By Jim Sanders
The Sacramento Bee, June 5, 2013
For the same health coverage from the same insurer, a 40-year-old Sacramentan will pay $78 more per month than a Los Angeles County resident through the state’s new insurance exchange.
In rural Mono County, the disparity will be even larger: $150 per month, nearly 60 percent higher than for identical benefits and co-pays offered in Los Angeles County.
The premiums provide relatively basic coverage from Anthem Blue Cross, but similar regional differences exist in plans proposed by other insurers. The numbers reflect new rate-setting standards: How sick you are no longer matters, but where you live does.
A 25-year-old can buy the least expensive level of coverage – bronze – at prices ranging from $147 to $274 per month, depending on location.
For the first time, Californians soon will be able to compare regional pricing because federal law requires insurers selling policies on state exchanges to offer identical benefits with rates based only on age, location and household size.
A key factor in premium price differences, within a region or in comparison to other California communities, is the provider network created by each insurer, officials said.
The willingness of doctors or hospitals to join a network can be affected by rates that insurers agree to pay them. Those are negotiated privately and tend to vary based on the number of health care providers within a region and the intensity of competition for patients.
Tom Epstein, vice president of public affairs for Blue Shield of California, said costs for medical care generally are higher in Northern California than in Southern California.
“There are a number of large hospital systems that dominate the Northern California market, whereas there are many smaller hospitals and hospital systems in Southern California that compete,” Epstein said.
By Don McCanne, M.D.
Although, with guaranteed issue, health plans will no longer be able to adjust premiums based on the health status of the applicant, they will still be able to adjust them through community rating.
Insurers can charge higher premiums in communities that have a less healthy population enrolled in their plans. But market forces also play a major role. In communities in which physicians and hospitals have greater market clout, they can demand higher payment rates when contracting to become part of the insurers’ networks. The differences can be very significant.
This is yet one more example of why it is irrational to try to fund our health care system through a specific premium assigned to each individual or family and administered by an expensive administrative intermediary – a private insurer.
As many other studies have shown, the private insurers have not been very effective in controlling health care spending anyway. Why would we want to keep them in charge?
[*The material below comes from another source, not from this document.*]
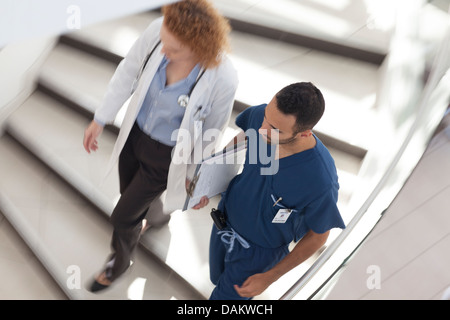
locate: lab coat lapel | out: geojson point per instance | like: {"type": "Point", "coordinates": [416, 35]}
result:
{"type": "Point", "coordinates": [176, 183]}
{"type": "Point", "coordinates": [133, 107]}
We should replace these wasteful, ineffective intermediaries with a publicly-administered single payer program. Payments would be based on legitimate costs with fair margins, using global budgeting and various forms of administered pricing or capitation. Our public stewards would sit down with the health care professionals and administrators and see what they really need, and pay that – no more, no less.
For those who don’t believe that would work, simply look at the other OECD nations. They all have government oversight through some form of social insurance and are able to provide health care to everyone at an average of half the price that we are paying for a system that leaves tens of millions out.
Who says this isn’t feasible? It’s the status quo under Obamacare that isn’t feasible.